Reinserción social en Chile: crear más institucionalidad no basta sin convicción pública

Especialista advierte que fortalecer la reinserción social requiere más que nuevas estructuras administrativas: demanda evidencia, inversión sostenida y un compromiso real del Estado y la sociedad para reducir la reincidencia y reconstruir trayectorias de vida.

El debate sobre la reinserción social en Chile ha vuelto al centro de la discusión pública con la creación de nuevas estructuras institucionales orientadas a enfrentar la reincidencia y promover procesos de reintegración. Sin embargo, especialistas advierten que la creación de servicios o ministerios dedicados a esta materia no garantiza por sí sola resultados efectivos si no existe una convicción pública y política sostenida sobre su importancia. Así lo plantea Estela Adasme, académica de Trabajo Social de la Universidad Andrés Bello, quien sostiene que la reinserción social debe entenderse como una política de Estado que vaya más allá de los cambios administrativos.

Según la especialista, la creación de una nueva institucionalidad dedicada a la reinserción —como el Servicio Nacional de Reinserción Social Juvenil de Chile o la eventual discusión sobre un ministerio especializado— representa un hito relevante en la política criminal del país, ya que reconoce que la seguridad pública no se limita al control y el castigo, sino que también requiere estrategias sostenidas para evitar la reincidencia y reconstruir trayectorias de vida interrumpidas por la exclusión social y la violencia.

No obstante, este avance institucional convive con una pregunta que persiste en el debate público y académico: si estas reformas representan una transformación real o simplemente un cambio de nombre que no modifica las lógicas punitivas predominantes.

Diversos expertos coinciden en que la especialización de las instituciones es un paso necesario. Separar las funciones de custodia, seguridad y control de aquellas orientadas a la intervención psicosocial, educativa y laboral es considerado un requisito fundamental para avanzar hacia procesos de reinserción efectivos.

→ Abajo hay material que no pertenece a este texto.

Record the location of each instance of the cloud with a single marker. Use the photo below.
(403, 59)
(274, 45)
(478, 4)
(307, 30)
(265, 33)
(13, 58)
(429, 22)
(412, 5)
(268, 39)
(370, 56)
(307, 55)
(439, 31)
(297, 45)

Sin embargo, la creación de nuevos organismos no asegura automáticamente mejores resultados. De acuerdo con Adasme, uno de los problemas estructurales que arrastra la reinserción social en Chile es la debilidad de sus mecanismos de evaluación. Durante años, señala, se han implementado programas sin indicadores claros, sin seguimiento longitudinal y sin evidencia sólida que permita medir su impacto real en la reducción de la reincidencia.

En ese contexto, hablar de reinserción corre el riesgo de transformarse en una consigna bien intencionada, pero vacía, si no se acompaña de políticas públicas basadas en evidencia y evaluaciones rigurosas.

La académica plantea que la pregunta central no es si Chile necesita una institucionalidad de reinserción —algo que hoy parece ampliamente consensuado—, sino qué tipo de reinserción está dispuesto a sostener como política de Estado. En su opinión, la reinserción social no es una política políticamente rentable en el corto plazo, ya que requiere inversión sostenida, equipos profesionales especializados, coordinación intersectorial y una convicción pública de que las personas que han delinquido siguen siendo sujetos de derechos.

En este debate, agrega, la discusión suele polarizarse artificialmente entre posturas de “mano dura” y enfoques garantistas, cuando en realidad la evidencia demuestra que las estrategias exclusivamente punitivas no han logrado reducir la reincidencia ni mejorar la seguridad. El resultado ha sido cárceles sobrepobladas, altos niveles de reincidencia y comunidades que continúan enfrentando problemas de inseguridad.

Sin políticas de reinserción efectivas, el castigo termina convirtiéndose en un círculo vicioso”, advierte la especialista.

A esto se suma una dimensión cultural que muchas veces queda fuera del debate público: el profundo estigma social que enfrentan las personas que han pasado por el sistema penal. Según Adasme, la reinserción no fracasa únicamente por fallas institucionales, sino también por las barreras sociales que dificultan el acceso a empleo, educación, vivienda y redes comunitarias.

Desde la perspectiva del Trabajo Social, la exclusión laboral, educativa y comunitaria opera como un factor determinante en la reincidencia, por lo que pretender procesos de reintegración sin políticas articuladas de empleo, vivienda y protección social puede terminar generando procesos de inclusión fallida.

En este escenario, la creación de una nueva institucionalidad de reinserción representa tanto una oportunidad como una responsabilidad. Para la académica, no basta con modificar estructuras administrativas; es necesario fortalecer una ética de intervención centrada en derechos, producir evidencia rigurosa y sostener públicamente la importancia de la reinserción incluso cuando resulte políticamente incómoda.

La reinserción social no es solo una política penal: es una expresión concreta del tipo de sociedad que estamos dispuestos a construir”, concluye Estela Adasme.